Hope’s mother, Robin, is reluctant, inspiring Kim to come up with the baloney quoted above about how being beautiful on the outside will convince women they’re beautiful on the inside. “I still look in the mirror and think I’m the ugliest fattest thing I’ve ever seen,” Kim tells her. Then she completely contradicts herself, saying, “It took me 35 years to realize that I am beautiful.”
Since Kim is a former Miss Georgia, that second statement means that the pageant process takes at least 14 years to work its magic.
Moreover, the process sometimes seems to bring out the inner ugliness in both Kim’s clients and their mothers. A mother named Angie decides to enroll her daughter in the rodeo pageant despite Kim’s advice. Another mother rats Angie out to Kim.

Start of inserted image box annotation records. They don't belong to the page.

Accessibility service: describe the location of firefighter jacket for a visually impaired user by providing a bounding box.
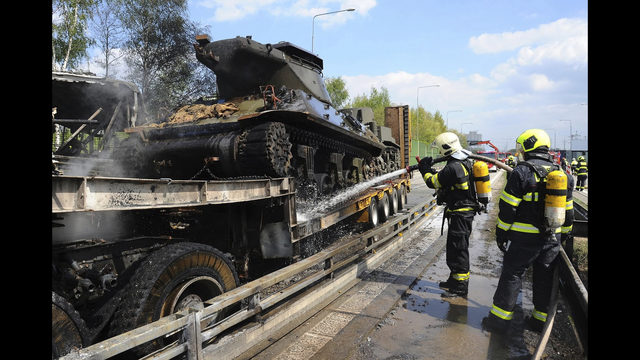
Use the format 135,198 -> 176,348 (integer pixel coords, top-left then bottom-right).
496,158 -> 574,240
576,160 -> 587,175
424,158 -> 479,214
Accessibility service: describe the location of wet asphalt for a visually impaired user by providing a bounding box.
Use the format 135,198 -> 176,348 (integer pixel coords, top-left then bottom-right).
250,170 -> 556,360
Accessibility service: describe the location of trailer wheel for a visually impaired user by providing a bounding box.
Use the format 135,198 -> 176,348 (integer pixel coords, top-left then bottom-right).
388,188 -> 400,215
51,292 -> 89,359
367,197 -> 380,227
110,242 -> 238,355
396,184 -> 407,210
378,192 -> 391,222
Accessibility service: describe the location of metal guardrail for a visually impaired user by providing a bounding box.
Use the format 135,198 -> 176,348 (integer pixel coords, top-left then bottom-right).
60,199 -> 437,360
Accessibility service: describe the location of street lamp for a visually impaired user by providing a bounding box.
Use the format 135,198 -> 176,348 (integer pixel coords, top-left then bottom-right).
560,120 -> 573,156
447,110 -> 462,129
542,128 -> 566,150
311,9 -> 355,54
416,84 -> 440,156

But there’s isn’t enough stage-mother insanity to satisfy fans of shows like “Dance Moms” and “Toddlers & Tiaras.” All of the women seem to be striving to pump up their personalities for the camera. Like many reality-show participants, they have the annoying habit of talking like people in old African-American sitcoms.
Kim just keeps running her mouth with little regard to what’s coming out. In the premiere episode, she says she’s as country as a butterbean; in the other episode she says she’s not country at all.
The show might work better if it dropped the documentary façade and became a straightforward makeover show, with Kim training one novice a week to compete against pageant veterans. As is, “Kim of Queens” is baloney, sliced thick.